I didn’t need to encourage him. Butch had already begun the research. He even went so far as to sit down with Ethel Knight, the author of Echo of the Black Horn, to see what he could learn from her about his father.
“What did you think about her book?” I asked.
“Lies,” he said, referring to the way she denied the black descendants of Newt Knight in her book. “But when I went to see her, she treated me like long lost kin. It was very strange.”
I offered to work with Butch on his father’s biography. I could tell he was feeling some sense of urgency. Then he explained. Butch’s father died when he was 58. “An aneurism. Runs in family,” Butch said. “Comes from both sides.” Butch went on to say that this year, he had turned 58. “I’m shaking in my boots.” His sisters who were present that day assured Butch that wouldn’t be the case for him. Butch didn’t appear comforted. I got the sense that he thought he might have waited until it was too late to discover the truth about his father.
Butch and I agreed to meet the next time I was in Mississippi and continue our discussion about his dad. I put together a list of questions for Butch and was excited about dedicating a chapter in my upcoming book about his search for his father. When I called from Minnesota to arrange a meeting, his sister answered the phone.

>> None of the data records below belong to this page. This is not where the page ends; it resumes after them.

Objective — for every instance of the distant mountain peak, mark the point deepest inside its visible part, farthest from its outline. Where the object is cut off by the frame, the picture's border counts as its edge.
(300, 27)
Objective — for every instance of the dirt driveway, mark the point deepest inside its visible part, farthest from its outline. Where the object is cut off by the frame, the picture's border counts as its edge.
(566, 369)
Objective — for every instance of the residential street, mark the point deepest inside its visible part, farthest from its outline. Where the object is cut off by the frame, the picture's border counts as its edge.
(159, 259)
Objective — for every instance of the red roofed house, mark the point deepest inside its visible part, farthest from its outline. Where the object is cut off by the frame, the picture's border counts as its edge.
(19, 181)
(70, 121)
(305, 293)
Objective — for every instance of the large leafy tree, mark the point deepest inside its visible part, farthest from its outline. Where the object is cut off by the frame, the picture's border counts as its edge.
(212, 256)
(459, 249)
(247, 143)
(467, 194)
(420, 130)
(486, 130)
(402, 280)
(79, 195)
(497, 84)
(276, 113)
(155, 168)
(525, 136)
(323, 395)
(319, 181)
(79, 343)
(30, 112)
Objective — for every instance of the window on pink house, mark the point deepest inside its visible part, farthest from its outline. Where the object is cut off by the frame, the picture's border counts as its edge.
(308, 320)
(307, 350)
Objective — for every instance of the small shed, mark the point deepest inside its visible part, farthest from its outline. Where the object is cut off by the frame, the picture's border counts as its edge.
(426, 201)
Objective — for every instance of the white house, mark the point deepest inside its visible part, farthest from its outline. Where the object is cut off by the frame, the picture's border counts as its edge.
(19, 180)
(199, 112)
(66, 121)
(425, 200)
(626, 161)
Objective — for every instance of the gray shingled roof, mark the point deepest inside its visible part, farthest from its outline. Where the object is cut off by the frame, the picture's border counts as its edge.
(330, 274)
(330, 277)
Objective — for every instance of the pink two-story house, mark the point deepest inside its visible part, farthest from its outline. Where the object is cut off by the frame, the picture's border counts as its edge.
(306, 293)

“Butch died last month,” she said. “He collapsed while he was out mowing his yard.”
I wasn’t sure why that hit me so hard. In a way, it was like losing my father all over again. Perhaps I had hoped that by helping Butch discover his dad, in the process, I could also become closer to mine.
But that’s not to be. Perhaps, in the end, that is something a person can do only for himself. And maybe, looking for our fathers is like looking for our reflection in a mirror that has gone dim. We can never get close enough to make it out.
I’ll miss my friend, and I hope that where he is now, the reflection he gazes upon is bright and true, and he has found the answers was searching for.